Simulator games are a tricky lot; they don’t necessarily need to have the best graphics, but they need to have a realistic feel when you’re behind the wheel of these machines. Farming Simulator 23 goes to a lot of effort to recreate farm equipment for you to ride around in. The tractors, tills, and plows all feel like something you might have been stuck behind while going down a country road. While we might not have driven them personally, most of us have seen them in action before and the vehicles in this game do a good job of replicating how they move and handle.
Unfortunately, that realism only goes so far. Farming Simulator 23: Nintendo Switch Edition suffers from some technical limitations that almost immediately put a damper on our fun. There are only two maps available for you to build your farm on, which feels like a step back from the three offered in the previous game. There are also fewer animals to raise and vehicles to purchase, making it feel slightly smaller than its predecessor. There are almost no particle effects to speak of, making it difficult to tell when it is raining, which can have big implications on how you approach your day.
It becomes very clear shortly after you load up Farming Simulator 23 that there isn’t a right or wrong way to play the game. You can focus on raising animals, growing crops, or delving into forestry to make your living, with each having its own challenges and advantages. You start with $100,000 in cash and several machines that can help get you started on your journey, whichever route you want to take.
This freedom is great and is very much in line with what we’d expect from simulator games like this.
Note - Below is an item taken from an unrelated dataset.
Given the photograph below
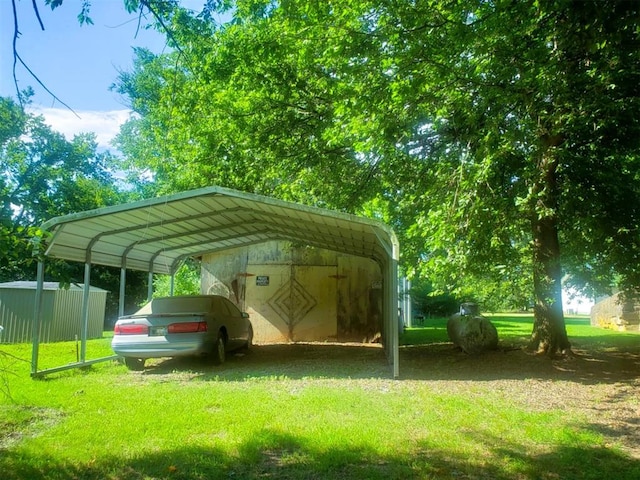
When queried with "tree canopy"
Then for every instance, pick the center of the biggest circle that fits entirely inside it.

However, the tutorial doesn’t cover anything other than the very basics of the game’s controls and almost nothing about how to actually run your farm. We appreciate the effort to not hold our hands as we go through the game, but even a more in-depth exploration of how to get your fields ready for planting would be useful. Searching the help files had us scratching our heads about what the right process would be.
Once you have all your farming equipment and figure out how to use it, it is mostly a case of sitting back and letting your AI farmhands do a lot of the work. If you want to run an efficient farm, you need several fields being plowed, tilled, seeded, and harvested in the correct order at the same time, which can be a bit of a juggling act. You’ll spend most of your time in Farming Simulator 23 either making sure your staff hasn’t run out of fields to plow or that they haven’t run into each other.
This system is meant to help you keep multiple plates spinning at the same time and it does a decent job of it, but it does take a bit of the fun out of simply driving the tractors around. Simulation games are at their best when they let you get your hands dirty; driving these big machines is part of the experience and it just feels lacking here.
Even using the farmhands to automate our farm didn’t make things run smoothly for us. There are some frustrating moments along the way that make the game feel more onerous than it needs to be. For example, there isn’t an option to have your newly purchased farm equipment delivered to you. You have to head out to the depot, which might be several miles away, and drive it back yourself or use the unintuitive system to get one of your AI farmhands to drive one or both vehicles for you. This was okay when we wanted a new pickup truck to zip around town, but a forklift, which has a max speed in the glacial range, felt like it took days to get to us before we could even use it.
That same forklift highlighted one of the other issues with Farming Simulator 23. The physics in the game aren’t exactly stellar, so when we tried to load a pallet of freshly laid eggs into the back of our pickup, the game panicked and, after a brief but amusing bit of shuddering, sent the truck flying through the air and into the field next to us. We promptly panicked ourselves and crashed the forklift, sending it onto its side and rendering it unusable unless we purchased another forklift to lift it back up on its wheels again. That seemed a bridge too far so we left it lying there for the rest of our playthrough, serving as a sad testament to the state of the game’s physics. And we never did manage to get those eggs to the market.
These bugs were mostly quirky and comical but made the game feel less realistic and grounded than we expected. They broke the immersion that we were hoping to get from a true farm simulation game, but it was the lack of any significant tutorial that makes Farming Simulator 23: Nintendo Switch Edition hard to recommend to anyone other than the most die-hard of farmhands. Even then, the gameplay is too hands-off to make it truly engrossing, and it’s hard to imagine there’s much of a market for old hands who want a watered-down mobile-friendlier version to supplement the full-fat experience.
There is fun to be had in Farming Simulator 23: Nintendo Switch Edition, but those who find it will need to be intimately familiar with the farming process. This version feels like a significant downgrade over the PC edition released in late 2021 and has some gameplay quirks that hinder the actual experience of running a farm. Unless you are desperate to take your farming on the go with the Switch, there are better entries in this series out there to play.